The installation steps for SVN server with security modules in place are as follows:

# yum install mod_dav_svn subversion


If you don't have Apache installed already, it'll go ahead and drag that down as well so we don’t need to worry about getting apache installed here prior to SVN.

When you install from yum, there's a longer list than the two packages above that will automatically resolve themselves. Some other things will be installed automatically.

First thing is make sure you open up /etc/httpd/conf/httpd.conf and at least change the ServerName directive.

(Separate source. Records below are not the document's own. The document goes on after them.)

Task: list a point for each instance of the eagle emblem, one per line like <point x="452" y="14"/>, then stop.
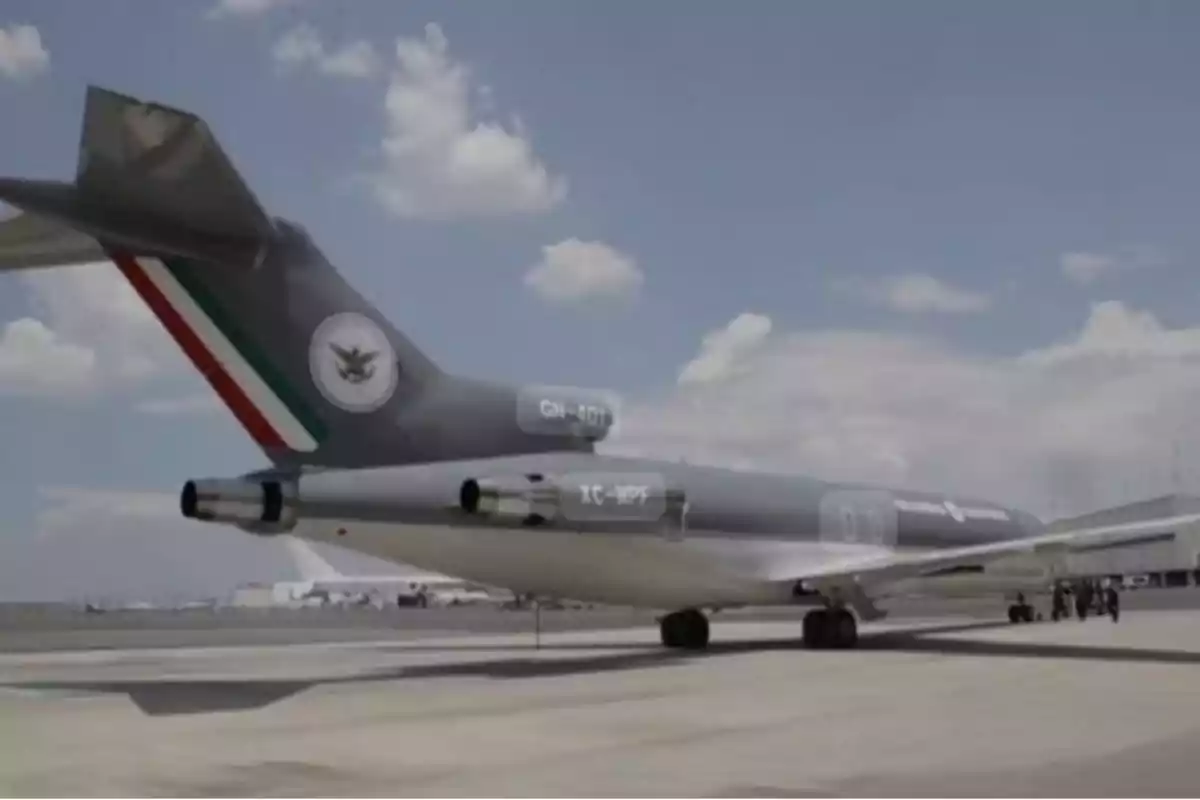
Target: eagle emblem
<point x="354" y="365"/>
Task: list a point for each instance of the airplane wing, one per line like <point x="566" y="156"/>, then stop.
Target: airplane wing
<point x="863" y="577"/>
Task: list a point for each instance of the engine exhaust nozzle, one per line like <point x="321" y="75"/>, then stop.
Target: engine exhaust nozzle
<point x="261" y="506"/>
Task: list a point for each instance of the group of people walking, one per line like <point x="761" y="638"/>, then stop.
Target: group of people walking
<point x="1090" y="596"/>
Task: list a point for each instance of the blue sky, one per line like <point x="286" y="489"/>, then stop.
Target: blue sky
<point x="911" y="173"/>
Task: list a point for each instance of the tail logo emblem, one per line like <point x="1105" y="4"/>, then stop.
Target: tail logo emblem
<point x="353" y="364"/>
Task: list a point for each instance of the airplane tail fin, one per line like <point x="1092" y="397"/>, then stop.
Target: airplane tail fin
<point x="310" y="564"/>
<point x="301" y="360"/>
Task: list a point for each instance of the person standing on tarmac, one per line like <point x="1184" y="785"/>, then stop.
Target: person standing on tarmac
<point x="1059" y="609"/>
<point x="1083" y="599"/>
<point x="1113" y="600"/>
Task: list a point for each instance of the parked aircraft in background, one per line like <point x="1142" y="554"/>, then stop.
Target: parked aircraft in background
<point x="319" y="578"/>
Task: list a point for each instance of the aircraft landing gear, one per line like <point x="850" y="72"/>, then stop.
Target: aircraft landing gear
<point x="831" y="629"/>
<point x="687" y="630"/>
<point x="1020" y="611"/>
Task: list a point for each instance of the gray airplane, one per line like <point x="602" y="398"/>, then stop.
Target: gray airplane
<point x="377" y="449"/>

# vim /etc/httpd/conf/httpd.conf -- Edit what you need and save the file
# service httpd start
# chkconfig httpd on

Browse to your machine on the network and see if you get your test page, which you should: http://serverIP. It should show up the Apache page.

Subversion's Apache configs

The next step is to setup some settings within Apache so Subversion and Apache play nice together. Get yourself to the example configuration file Subversion installed for you.

# cd /etc/httpd/conf.d/
# vim subversion.conf
# Make sure you uncomment the following if they are commented out
LoadModule dav_svn_module     modules/
LoadModule authz_svn_module   modules/
# Add the following to allow a basic authentication and point Apache to where the actual
# repository resides.
&lt;Location /repos&gt;
        DAV svn
        SVNPath /var/www/svn/repos
        AuthType Basic
        AuthName "Subversion repos"
        AuthUserFile /etc/svn-auth-conf
        Require valid-user

The location is what Apache will pass in the URL bar. For instance: http://yourmachine/repos points to the SVNPath that you have specified. My examples are just that, so feel free to put things where you want. Make sure you save the file when you are finished editing.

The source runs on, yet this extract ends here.